Here's a breakdown of what you need to do:

  1. Implement the computeLEDSignalFromImageBrightness(cv::Mat &) function declared in src/led_control.hpp. You can use any technique that you wish, but you should make sure that the signal is calculated as fast as possible. The function is called for every frame, so it should be as fast as possible. You can add any other files that you need during your implementation.
  2. Profile your implementation and print out stats about the processing speed to the console when the TETON_BENCHMARK compiler flag is set. Otherwise run the code without profiling.
  3. The control signal is published at regular intervals, but if the signal changes, it should be published immediately.
  4. Implement a separate client node that receives the LED control signal via the MQTT message. You should use C or C++ to implement the client. You can take a look at src/network/client.hpp for how the provided C++ client works. The client should print the incoming signals to the console.
  5. Implement a new MQTT signal that will be used to request an update of the signal value. The client can send this signal at any time, and the FastLEDControl executable should respond with the current signal value immediately (even if it's the same value as the last time it published the message). Let's call this signal "local/update/led".

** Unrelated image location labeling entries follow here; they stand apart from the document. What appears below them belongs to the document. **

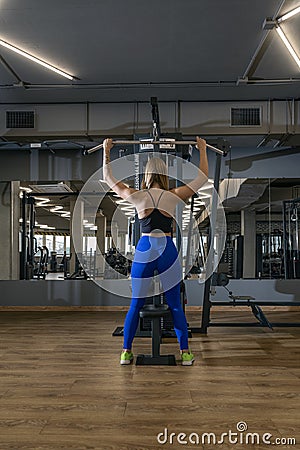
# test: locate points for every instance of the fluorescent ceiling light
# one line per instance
(36, 60)
(288, 15)
(288, 45)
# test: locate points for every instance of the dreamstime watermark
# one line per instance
(240, 436)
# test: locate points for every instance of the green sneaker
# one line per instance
(187, 359)
(126, 358)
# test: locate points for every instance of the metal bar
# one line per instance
(136, 142)
(24, 247)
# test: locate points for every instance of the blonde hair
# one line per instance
(155, 172)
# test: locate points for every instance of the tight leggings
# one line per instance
(156, 253)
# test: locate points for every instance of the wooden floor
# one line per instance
(61, 385)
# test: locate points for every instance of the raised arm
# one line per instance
(117, 186)
(186, 191)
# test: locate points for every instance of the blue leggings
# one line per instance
(156, 253)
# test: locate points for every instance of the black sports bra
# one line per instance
(156, 220)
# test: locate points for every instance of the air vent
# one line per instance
(245, 117)
(19, 119)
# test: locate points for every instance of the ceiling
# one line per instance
(132, 50)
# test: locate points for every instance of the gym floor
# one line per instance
(61, 385)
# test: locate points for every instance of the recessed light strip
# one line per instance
(288, 45)
(36, 60)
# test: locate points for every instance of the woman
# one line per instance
(155, 205)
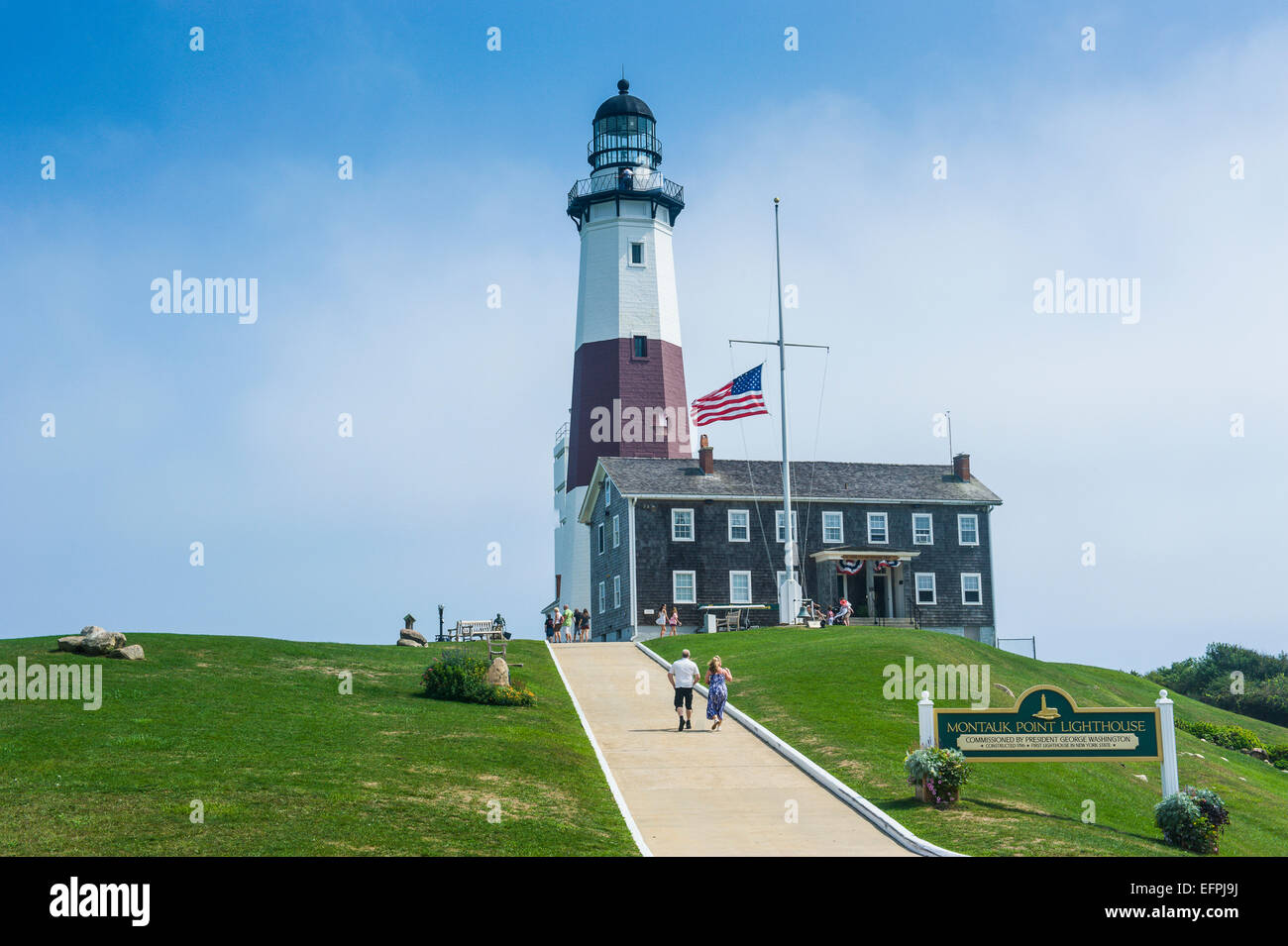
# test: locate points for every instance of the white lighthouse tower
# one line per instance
(627, 385)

The goal of the challenge is not to find the most robust algorithm to generate a control signal based on the image, although it should still make sense what you're doing. The focus is more on your ability to write efficient code and integrate your work into an existing codebase.

You should aim to integrate your solution with the provided codebase, but feel free to take ownership of the code and refactor it as you see fit. You can also add any other files that you need to implement your solution. You may also add any other dependencies that you need.

Setup and prerequisites

We compiled a script for you in scripts/install_dependencies.sh which should install everything you should need to build and run the provided sample code. The main dependencies it installs are:

  1. OpenCV
  2. Mosquitto
  3. Paho MQTT C
  4. Paho MQTT CPP

You should be able to build and run the provided codebase if you've correctly installed all prerequisites. If you have any problems, please let us know.

Running the executable

You should provide the path to a video file as command line argument to the executable. Alternatively, feel free to modify the code to use a webcam as well.

In order to run this node, you'll have to have the following environment variables set:

  • TETON_ROOM_NO: the number of the room in which the device is deployed,
  • TETON_BED_NO: the number of the bed that the device is monitoring.

From the challenge's point of view, it doesn't matter what values you pick for these. For example:

  • TETON_ROOM_NO=10,
  • TETON_BED_NO=1.

To build the project, you should use cmake and make.

Compiler flags

The TETON_DEBUG flag is configured in the CMakeLists.txt file, and can be either ON or OFF (default). When ON, you'll have visualization turned on.

The TETON_BENCHMARK flag configured in the CMakeLists.txt file can be used to benchmark the code. It can be either ON or OFF (default). When ON, you'll have benchmarking log outputs in the terminal.